Entrevista: Raimundo Bezerra Guimarães ‘o Machado’
Brasília, 07/05/2010 - Presente em dois estados brasileiros o APL Pegamatitos PB/RN realiza negociação com multinacional do setor que beneficia a organização e estimula a produção no Seridó nordestino.
Rede APL Mineral: O APL Pegamatitos PB/RN recebeu um apoio significativo recentemente. Você poderia comentar esse aporte?
Machado: O APL tem uma governança/ gestão bastante atuante, englobando parcerias e articulações com diversos atores como: Ministério da Integração, o governo do estado – RN, Fapern, as cooperativas de produção mineral, etc. Estamos em permanente articulação para a o desenvolvimento da produção na região. Recentemente a Unimina (Cooperativa dos Mineradores Potiguares) recebeu como aporte: 3 compressores e 1 automóvel (estilo pick up) para ajudar na produção dos cooperados.
Rede APL Mineral: De que forma estes equipamentos ajudam a Cooperativa?
Machado: Bem, a princípio, para quem não conhece a realidade do sertão do Seridó, pode até parecer uma ajuda mínima. Mas a região é extremamente carente, com índices muito baixos de desenvolvimento. Para se ter uma idéia, a exploração aqui é feita ‘na mão’, na picareta mesmo. Então dá para imaginar o impacto que tem a chegada de máquinas como um compressor numa localidade como essa.

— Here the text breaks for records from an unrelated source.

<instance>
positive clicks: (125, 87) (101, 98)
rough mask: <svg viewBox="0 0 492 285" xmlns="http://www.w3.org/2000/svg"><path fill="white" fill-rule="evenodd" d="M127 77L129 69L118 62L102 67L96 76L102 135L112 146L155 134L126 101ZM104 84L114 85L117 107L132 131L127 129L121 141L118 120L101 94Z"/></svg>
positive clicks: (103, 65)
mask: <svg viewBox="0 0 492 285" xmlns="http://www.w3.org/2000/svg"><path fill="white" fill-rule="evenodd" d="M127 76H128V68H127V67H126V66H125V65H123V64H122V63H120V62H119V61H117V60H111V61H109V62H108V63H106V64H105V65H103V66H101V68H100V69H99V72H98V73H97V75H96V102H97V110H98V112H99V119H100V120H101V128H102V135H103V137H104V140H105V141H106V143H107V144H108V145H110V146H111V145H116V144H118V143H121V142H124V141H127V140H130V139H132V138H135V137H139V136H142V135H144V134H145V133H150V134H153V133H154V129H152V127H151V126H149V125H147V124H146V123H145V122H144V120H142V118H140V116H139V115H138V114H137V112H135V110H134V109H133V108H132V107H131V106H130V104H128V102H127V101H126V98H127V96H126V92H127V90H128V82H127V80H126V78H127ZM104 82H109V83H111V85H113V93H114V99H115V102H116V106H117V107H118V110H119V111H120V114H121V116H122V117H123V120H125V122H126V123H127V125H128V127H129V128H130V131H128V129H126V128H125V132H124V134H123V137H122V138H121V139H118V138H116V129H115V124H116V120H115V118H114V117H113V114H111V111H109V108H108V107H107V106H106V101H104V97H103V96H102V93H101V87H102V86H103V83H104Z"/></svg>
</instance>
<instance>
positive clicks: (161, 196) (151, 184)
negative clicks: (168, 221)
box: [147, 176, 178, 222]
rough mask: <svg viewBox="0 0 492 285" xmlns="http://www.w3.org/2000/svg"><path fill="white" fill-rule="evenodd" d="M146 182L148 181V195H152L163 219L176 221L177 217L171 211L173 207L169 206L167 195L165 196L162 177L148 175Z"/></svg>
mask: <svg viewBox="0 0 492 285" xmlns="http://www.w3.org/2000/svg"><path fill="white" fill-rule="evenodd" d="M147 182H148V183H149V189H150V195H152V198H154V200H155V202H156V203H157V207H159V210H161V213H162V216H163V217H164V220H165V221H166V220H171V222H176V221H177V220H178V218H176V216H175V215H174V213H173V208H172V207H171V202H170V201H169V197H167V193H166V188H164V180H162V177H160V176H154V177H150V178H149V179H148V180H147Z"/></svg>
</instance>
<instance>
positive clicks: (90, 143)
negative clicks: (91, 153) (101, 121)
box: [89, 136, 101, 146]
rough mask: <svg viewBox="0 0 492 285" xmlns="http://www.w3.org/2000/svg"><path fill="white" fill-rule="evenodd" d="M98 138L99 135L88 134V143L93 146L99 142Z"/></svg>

Significa a multiplicação de 3, 4 ,5 ,6 vezes a produção de uma bancada. É mais dinheiro no bolso do cooperado no final do mês. O automóvel é uma ajuda incomparável também já que ele ajuda a movimentar as máquinas entre as diferentes bancadas, entre as diferentes áreas que são exploradas pelos cooperados. Assim todos têm a oportunidade de trabalhar e usar do equipamento que é da Unimina.
Rede APL Mineral: Então, a cooperativa age em sistema de rodízio?
Machado: Isso. Todos os cooperados tem acesso às vantagens que a Unimina consegue disponibilizar. Estamos num processo de aproveitamento racional da produção mineral, o que inclui novos métodos de exploração, de vendas, etc. Nesta região se estima que cerca de 5 mil pessoas vivam da mineração de alguma forma. A produção é familiar, consistindo de pequenos núcleos de 3 a 4 pessoas, então essa forma de rodízio é bastante pertinente para o momento.
Rede APL Mineral: Você pode dar um exemplo de inovação que tenha ocorrido recentemente?
Machado: O pegmatito é uma rocha ígnea que tem diversos minerais exploráveis e que permitem um leque de possibilidades de extração e formação de cadeias produtivas, já que os minerais extraídos da rocha pegmatito podem ser utilizadas por indústrias como as de: papel e celulose, borracha, eletro-eletrônicos, isolantes elétricos, cerâmicas, e gemas e jóias. Recentemente o APL fechou negociação com a multinacional Von Roll para a montagem de uma unidade de beneficiamento da ‘Mica’ – um dos minerais encontrados no pegamatito. O acordo prevê a compra por parte da multinacional de toda a produção do APL, que atualmente está em torno de 50 toneladas/mês a preço de R$ 760 por tonelada. Este preço é cerca de 5 vezes o preço que se conseguia no mercado antes do acordo. A unidade tem capacidade inicial de produção de 500 toneladas/mês, então temos muito ainda para expandir.
Rede APL Mineral: Como foi o processo de negociação?
Machado: O APL como todo negociou com a empresa. Nessa hora é importante ter atores fortes na gestão e governança do APL. É muito importante a participação dos setores produtivos, do governo local, e dos parceiros especializados que podem dar a orientação necessária. Sem a ajuda de atores locais importantes como o Sebrae, por exemplo, a negociação não seria possível. Foi um processo que foi sendo construído lentamente durante um razoável tempo. Mas estamos muito felizes com o resultado e esperamos que possa ser o ponto de partida para outras negociações e, consequentemente, novos acordos que ajudem a todos os participantes do APL.